Scanning finished prints is not the most glamorous or exciting work, I guess that is why it has taken me so long to get through the finished orchid series. Each image takes 4 scans and some piecing together in Photoshop which is quite laborious. I have scanned all 100 finished prints from the series and pieced together 1 of each of the 20 orchids (I printed them in variable editions of 5). After a little editing I came up with 18 I am happy with and they are now up on my website for viewing. I would like to show the series and so I must begin the somewhat daunting search for a good venue.
Tuesday, April 28, 2009
Thursday, April 23, 2009
I have been struggling recently with equipment frustration. I have been known to say things like "If I only had a digital slr..." or "If I only had some better lighting equipment...." And, yes these things might help me out, they might make shooting easier and faster. But as I look into pricing I am always daunted by the enormous cost involved. Until now, most of the photography equipment I own has fallen into my lap. My medium format camera and my darkroom were all Ian's grandfather's, stored for many years and given to us by his mother. I have started to think that perhaps when the time is right for new equipment, doors will open that make it possible to do (without going into debt or selling my soul). Serendipitously, just as I started to realize this I came across a book of photography at the bookstore that inspired me and made me realize I have everything I need. The book is a series of wildlife photographs from east Africa where I have had the amazing fortune to visit. I am not usually drawn to wildlife imagery, but these are different, these are portraits. I was so drawn to the images in this book that I went home and did some research to learn more about this photographer and his methods. It turns out the images are shot on B&W film using a medium format camera quite similar to what I own. The photographer then scans his 120 negatives and processes them in Photoshop, both things I am capable of doing. He then prints on an archival inkjet printer, which I don't yet own, but until one comes my way I can get the work printed by a lab or service bureau. This hybrid method of working is one I have been considering for quite a while; it was so inspiring to find such amazing work being done this way in a time where digital cameras seem to rule the world.
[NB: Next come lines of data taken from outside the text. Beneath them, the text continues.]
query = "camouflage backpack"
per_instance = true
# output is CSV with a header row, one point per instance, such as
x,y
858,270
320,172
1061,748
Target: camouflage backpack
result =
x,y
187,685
The artist is Nick Brandt. Visit his website and check out his books.
Friday, April 3, 2009
On Wednesday morning I walked out the front door to get the mail and I was hit by an unexpected wall of humidity. Later that same day I decided to walk to the grocery store and I got caught in a downpour on the way home. It was the kind of rain that brings out the smell of wet earth (or sand as the case most often is here) and heightens the fragrances of flowers and plants. It was a warm rain which other than drenching your clothes, is actually quite pleasant. All this points to arrival of summer here on April 1st. It seems as if the humidity and rain switch was hit; it was such a sudden change. The winter in Florida was amazing, but here comes the other half of that equation...the heat. Hopefully I will adjust well as my belly continues to swell.